Every non-trivial code, even C code, has to deal with data containers. While arrays are sufficient in lots of cases, memory usage or algorithmic complexity constraints may impose more clever choices. The lack of containers in C standard library is a classical reproach made to the C language, however, many container implementations are already shipped with the glibc, making them, if not standard, at least widely available.
This post is starting a new series, aiming at presenting the container implementations available, show them at work and discuss of some pros and cons of using them.

Since container implementation is a classic of computer science courses, most developers do the mistake of rolling their own (which I did), although it costs time and leads frequently, to painful bugs crawling in the code base.

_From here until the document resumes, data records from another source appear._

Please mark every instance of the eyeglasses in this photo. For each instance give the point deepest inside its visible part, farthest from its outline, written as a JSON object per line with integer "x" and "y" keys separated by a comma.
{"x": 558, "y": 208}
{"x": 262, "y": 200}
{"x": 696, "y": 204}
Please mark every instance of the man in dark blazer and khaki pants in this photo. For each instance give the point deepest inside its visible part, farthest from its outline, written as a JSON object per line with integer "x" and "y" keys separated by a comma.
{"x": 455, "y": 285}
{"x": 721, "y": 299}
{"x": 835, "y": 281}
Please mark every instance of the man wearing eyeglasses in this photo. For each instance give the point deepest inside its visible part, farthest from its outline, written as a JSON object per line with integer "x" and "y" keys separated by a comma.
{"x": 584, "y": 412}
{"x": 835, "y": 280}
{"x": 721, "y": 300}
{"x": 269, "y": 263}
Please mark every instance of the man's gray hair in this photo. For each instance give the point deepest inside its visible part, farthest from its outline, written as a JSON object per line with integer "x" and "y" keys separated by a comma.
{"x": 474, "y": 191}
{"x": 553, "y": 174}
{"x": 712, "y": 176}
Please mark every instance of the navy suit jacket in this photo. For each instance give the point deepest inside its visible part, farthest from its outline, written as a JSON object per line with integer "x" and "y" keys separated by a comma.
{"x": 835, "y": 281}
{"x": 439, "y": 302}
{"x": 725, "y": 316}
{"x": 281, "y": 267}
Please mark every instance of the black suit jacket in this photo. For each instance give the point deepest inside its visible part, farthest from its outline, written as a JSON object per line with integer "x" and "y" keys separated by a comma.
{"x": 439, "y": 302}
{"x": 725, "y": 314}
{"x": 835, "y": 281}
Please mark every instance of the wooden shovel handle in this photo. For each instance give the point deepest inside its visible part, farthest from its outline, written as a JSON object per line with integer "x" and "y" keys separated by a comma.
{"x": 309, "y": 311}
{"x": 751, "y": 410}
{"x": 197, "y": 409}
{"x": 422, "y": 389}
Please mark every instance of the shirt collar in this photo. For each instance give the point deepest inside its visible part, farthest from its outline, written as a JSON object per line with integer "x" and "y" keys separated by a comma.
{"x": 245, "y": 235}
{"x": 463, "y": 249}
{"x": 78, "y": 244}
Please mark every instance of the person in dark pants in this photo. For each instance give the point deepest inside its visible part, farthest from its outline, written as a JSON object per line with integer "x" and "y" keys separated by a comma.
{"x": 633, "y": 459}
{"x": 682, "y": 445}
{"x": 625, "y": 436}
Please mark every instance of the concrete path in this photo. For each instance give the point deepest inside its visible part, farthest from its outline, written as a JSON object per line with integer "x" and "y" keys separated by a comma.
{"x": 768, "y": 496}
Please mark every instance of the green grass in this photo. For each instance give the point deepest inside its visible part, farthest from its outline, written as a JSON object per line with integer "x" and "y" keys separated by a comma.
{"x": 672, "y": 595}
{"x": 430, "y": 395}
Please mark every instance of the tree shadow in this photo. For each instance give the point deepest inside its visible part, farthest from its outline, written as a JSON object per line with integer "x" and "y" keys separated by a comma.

In this article, we’ll evaluate various implementation approaches for containers, ending with the one use by one of sys/queue.h’s sub-APIs: slist.

Prerequisite

I suggest to compile source code examples provided with this article this way:

export CFLAGS="-Wall -Wextra -Wformat=2 -Wunused-variable \
    -Wold-style-definition -Wstrict-prototypes -Wno-unused-parameter \
    -Wmissing-declarations -Wmissing-prototypes -Wpointer-arith \
    -Werror -g3 -O0"

To be done only once, then for example:

make approach_1

Container implementation in C

Most containers have to attach metadata to the data elements they contain. This metadata can be for example, a pointer to a next element (linked list…), a color (red-black trees…) and must be stored “along” with the data of interest. Let’s explore a simple stack API implementation on top of a singly-linked list container.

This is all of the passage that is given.